Re: Feedback on success, creating another! camera profile
Re: Feedback on success, creating another! camera profile
- Subject: Re: Feedback on success, creating another! camera profile
- From: Paul Schilliger <email@hidden>
- Date: Mon, 06 May 2013 11:11:44 +0200
Please bear with my novice approach as I'll keep sharing some of the things I can get hold of along my slow but steady route.
I shared previously on how I could assign a custom camera profile into Photoshop at time of processing with Camera Raw. But this was not exactly what I wanted since I don't want to export my RAW to see them with the right colors.
Over the week-end, I briefly tried two photo editors, or three I should say. It's not that I am not interested in independent developer's software, which can be very innovative, and most of the renowned photo editors started that way. But given that I can take one thousand shots or more on a one day outing or event—but sometimes none—, and since I like to spend my time taking photos, as much as I like working on them on a computer, I need to have something quick and functional to process the images. This is what made me throw my heart on LightRoom rather than on Capture One five years ago. I'm still fond of LightRoom. It is probably the best editor for speed and ease. I like the interactive histogram, the choice of options in the synchronize menu, the dust removal tool, the local adjustments, the interface which remains easy to my eyes even on my new thin pitch monitor. LightRoom has been built for convenience and ease of use, and to deal with large photo librairies. Some
other software seem built for refinement. Of course, the best photo editor is always the one one gets to know the best.
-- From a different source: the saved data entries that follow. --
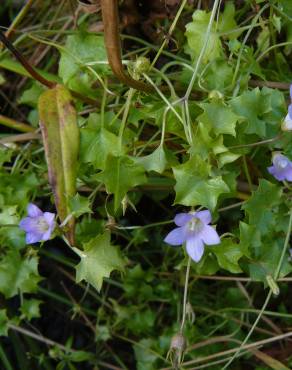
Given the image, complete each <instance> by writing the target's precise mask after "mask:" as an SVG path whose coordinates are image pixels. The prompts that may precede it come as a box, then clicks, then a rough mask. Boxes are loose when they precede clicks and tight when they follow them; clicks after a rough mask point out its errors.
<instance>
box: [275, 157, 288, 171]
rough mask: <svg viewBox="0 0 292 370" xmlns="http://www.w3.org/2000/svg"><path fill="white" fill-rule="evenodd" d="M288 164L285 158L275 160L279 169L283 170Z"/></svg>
mask: <svg viewBox="0 0 292 370" xmlns="http://www.w3.org/2000/svg"><path fill="white" fill-rule="evenodd" d="M287 165H288V161H287V160H286V159H279V160H278V161H277V167H278V168H279V169H281V170H283V169H284V168H286V167H287Z"/></svg>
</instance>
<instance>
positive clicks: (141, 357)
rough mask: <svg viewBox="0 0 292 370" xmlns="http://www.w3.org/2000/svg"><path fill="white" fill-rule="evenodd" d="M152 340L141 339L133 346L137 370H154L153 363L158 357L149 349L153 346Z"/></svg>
mask: <svg viewBox="0 0 292 370" xmlns="http://www.w3.org/2000/svg"><path fill="white" fill-rule="evenodd" d="M154 343H155V342H154V341H153V339H149V338H148V339H141V340H140V341H139V342H137V343H135V344H134V346H133V347H134V352H135V358H136V360H137V370H155V369H157V366H155V362H156V361H157V360H158V357H157V355H156V354H155V353H153V352H154V351H153V350H151V347H152V346H153V345H154Z"/></svg>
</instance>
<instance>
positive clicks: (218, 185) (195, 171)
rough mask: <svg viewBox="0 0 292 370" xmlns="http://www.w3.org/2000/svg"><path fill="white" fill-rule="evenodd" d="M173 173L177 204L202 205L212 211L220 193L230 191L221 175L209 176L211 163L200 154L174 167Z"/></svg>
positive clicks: (216, 201)
mask: <svg viewBox="0 0 292 370" xmlns="http://www.w3.org/2000/svg"><path fill="white" fill-rule="evenodd" d="M173 173H174V177H175V180H176V185H175V191H176V197H175V202H174V203H175V204H183V205H184V206H198V205H201V206H204V207H206V208H208V209H210V210H211V211H212V210H214V209H215V207H216V205H217V200H218V197H219V195H220V194H223V193H228V192H229V188H228V186H227V185H226V183H225V182H224V181H223V180H222V177H221V176H214V177H212V178H209V173H210V165H208V163H206V162H204V161H202V160H201V158H200V157H199V156H193V157H192V158H191V159H190V160H189V161H188V162H186V163H184V164H181V165H179V166H176V167H173Z"/></svg>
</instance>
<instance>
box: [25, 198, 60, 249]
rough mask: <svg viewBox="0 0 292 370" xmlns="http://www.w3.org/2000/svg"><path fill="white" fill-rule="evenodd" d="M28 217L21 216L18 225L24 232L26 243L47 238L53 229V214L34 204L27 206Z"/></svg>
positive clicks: (36, 242)
mask: <svg viewBox="0 0 292 370" xmlns="http://www.w3.org/2000/svg"><path fill="white" fill-rule="evenodd" d="M27 213H28V217H25V218H23V219H22V220H21V221H20V223H19V227H20V228H21V230H24V231H25V232H26V243H27V244H32V243H37V242H40V241H46V240H49V239H50V237H51V235H52V232H53V231H54V229H55V226H56V223H55V214H54V213H50V212H43V211H41V210H40V209H39V208H38V207H37V206H36V205H35V204H32V203H29V205H28V206H27Z"/></svg>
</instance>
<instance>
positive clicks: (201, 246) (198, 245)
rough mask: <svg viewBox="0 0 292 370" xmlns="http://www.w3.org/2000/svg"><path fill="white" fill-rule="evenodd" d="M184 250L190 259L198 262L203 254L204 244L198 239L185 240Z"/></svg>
mask: <svg viewBox="0 0 292 370" xmlns="http://www.w3.org/2000/svg"><path fill="white" fill-rule="evenodd" d="M186 250H187V253H188V255H189V256H190V257H191V259H192V260H193V261H195V262H199V261H200V259H201V258H202V256H203V254H204V244H203V242H202V240H201V239H200V238H198V237H193V238H190V239H188V240H187V243H186Z"/></svg>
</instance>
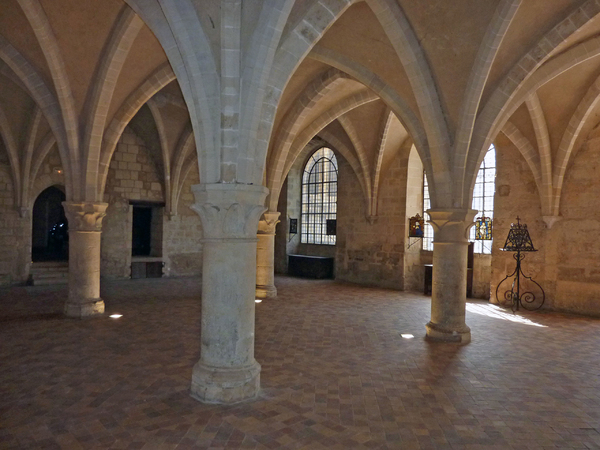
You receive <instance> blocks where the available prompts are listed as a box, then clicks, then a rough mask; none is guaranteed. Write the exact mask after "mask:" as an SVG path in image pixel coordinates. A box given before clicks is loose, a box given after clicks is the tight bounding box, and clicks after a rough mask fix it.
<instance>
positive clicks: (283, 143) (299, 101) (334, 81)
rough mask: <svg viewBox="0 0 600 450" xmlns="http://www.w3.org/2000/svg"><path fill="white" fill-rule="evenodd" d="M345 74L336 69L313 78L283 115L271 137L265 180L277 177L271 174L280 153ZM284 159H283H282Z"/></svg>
mask: <svg viewBox="0 0 600 450" xmlns="http://www.w3.org/2000/svg"><path fill="white" fill-rule="evenodd" d="M345 77H346V76H345V74H344V73H343V72H341V71H339V70H337V69H330V70H328V71H326V72H324V73H322V74H321V75H320V76H318V77H317V78H315V79H314V80H313V81H312V82H311V83H310V84H309V85H308V86H307V87H306V88H305V89H304V91H303V92H302V93H301V94H300V95H299V96H298V97H297V98H296V100H295V101H294V106H292V108H290V110H289V111H288V112H287V113H286V114H285V116H284V118H283V120H282V121H281V124H280V126H279V130H280V131H279V132H277V133H276V134H275V136H273V139H272V142H271V154H270V157H269V168H268V170H267V179H268V178H269V177H274V176H277V173H276V172H275V173H273V172H274V170H272V168H273V167H275V166H276V161H278V160H279V159H280V158H281V157H282V152H284V151H285V149H286V148H289V146H290V145H291V143H292V142H293V140H294V138H295V136H296V135H297V134H298V133H299V132H300V131H301V130H300V128H301V126H302V124H303V123H304V119H305V117H306V116H307V115H308V113H309V112H310V111H311V110H312V109H313V108H314V107H315V106H316V105H317V103H318V102H319V100H321V98H323V97H324V96H325V95H326V94H327V93H329V92H331V91H332V90H333V89H334V88H335V86H336V85H337V82H338V80H340V79H342V78H345ZM284 158H285V157H284Z"/></svg>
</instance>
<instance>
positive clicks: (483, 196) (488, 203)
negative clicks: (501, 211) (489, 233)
mask: <svg viewBox="0 0 600 450" xmlns="http://www.w3.org/2000/svg"><path fill="white" fill-rule="evenodd" d="M495 192H496V148H495V147H494V146H493V145H491V146H490V148H489V149H488V151H487V153H486V154H485V158H483V161H482V163H481V166H480V167H479V172H477V180H476V181H475V187H474V188H473V206H472V208H473V209H476V210H477V211H479V212H478V213H477V215H476V216H475V219H476V220H477V218H480V217H487V218H489V219H491V220H493V219H494V193H495ZM475 231H476V230H475V227H473V228H471V234H470V236H469V240H470V241H473V242H474V243H475V244H474V248H473V251H474V252H475V253H484V254H488V255H490V254H491V253H492V240H491V239H489V240H481V239H477V240H476V239H475Z"/></svg>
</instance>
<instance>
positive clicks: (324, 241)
mask: <svg viewBox="0 0 600 450" xmlns="http://www.w3.org/2000/svg"><path fill="white" fill-rule="evenodd" d="M336 213H337V160H336V158H335V155H334V154H333V151H332V150H331V149H329V148H327V147H322V148H320V149H319V150H317V151H316V152H314V153H313V154H312V156H311V157H310V158H309V159H308V162H307V163H306V166H304V173H303V175H302V218H301V223H300V226H301V233H300V242H302V243H305V244H328V245H335V224H336V222H335V221H336Z"/></svg>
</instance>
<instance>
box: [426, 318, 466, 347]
mask: <svg viewBox="0 0 600 450" xmlns="http://www.w3.org/2000/svg"><path fill="white" fill-rule="evenodd" d="M425 328H426V329H427V335H426V336H425V339H427V340H428V341H435V342H455V343H457V344H468V343H469V342H471V329H470V328H469V327H468V326H466V325H464V326H463V327H460V328H459V329H449V328H446V327H443V326H442V325H438V324H435V323H432V322H429V323H428V324H427V325H425Z"/></svg>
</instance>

So, I briefly checked the beta version of LightRoom 5. The canned Canon 1Ds3 profiles are more or less the same as in previous versions of LightRoom. I denigrated those generic DNG profiles in an earlier post, and I should probably rectify by saying that they are good for what they are intended for. They are averaged to match tens of thousands of cameras from different batches, produced over a five years period or more. Those cameras are themselves designed to produce out of the box visually pleasing or flattering images to casual photographers who know not yet much about photo editing, andto give good looks to young Japanese girls. So the problem lies perhaps not in those generic camera profiles, but rather in the fact that the possibility of making a custom camera profile is not fully integrated in those photo editing tools we use. We don't question the need to build a custom profile for any serious scanning work, and good scanners are delivered with a chart and a profiling
software, but we keep using those less than average generic profiles for photography.
Then I downloaded a trial version of Capture One. Having placed untouched previews from LightRoom and from Capture One side by side, there was not much difference. The way some of my images look in Capture One 7 is somewhere between Camera Faithful and Adobe Standard in LightRoom. Capture One proposes just one generic profile for the Canon, but it is quite usable. LightRoom offers a set, but one or two are acceptable and the others are, excuse me, crap or perhaps intended at another planet's people and landscapes. But Capture One has something very interesting to offer that LightRoom has not (yet?), and that's support for ICC profiles! It also offers an array of profiles, and amongst them a DNG Neutral profile and a Camera RGB profile. I don't know if that profile is intended for that use, but I exported the HCT target in the latest and could then build a wide gamut ICC beta profile for my camera with the BasiCColor Photoshop plugin. Placed in the recommended profiles folder,
Capture One found it. The differences with the generic Canon 1Ds3 profile (or with LightRoom's Camera Faithful) is slight, but there is a world of difference to my eyes. It mainly corrects for that excess of yellow in skin tones I was complaining about, brings up better green, magenta and purple, and adds some gamma depth. From there, I could then explore some of the image processing features of Capture One, such as the way it deals with noise, the perspective correction tools, the RGB curves! and also the color editor with it's very selective handling of hues. I could for instance warm up the greenish-yellow from some fall foliage without affecting the green grass below, something impossible to accomplish in DxO 7 and only partially achievable in LightRoom. The highlights and shadows corrections, as well as the exposure and lightness algorithms, are very smooth — the result is a vivid but still very natural looking image, even though the edits were strong on that one. Well,
I've got 59 remaining days to evaluate that soft. I'm not particularly seeking the very high end results this program is aimed at, since I'm not into studio or repro work. But if I can find my way to speed in it, I'd be tempted to switch, but that might bring another nightmare considering what should I do with the old LightRoom catalogs… DNG profiler put aside, is there a chance that LightRoom 5 will see the implementation of a true ICC profiles engine like there is in Capture One?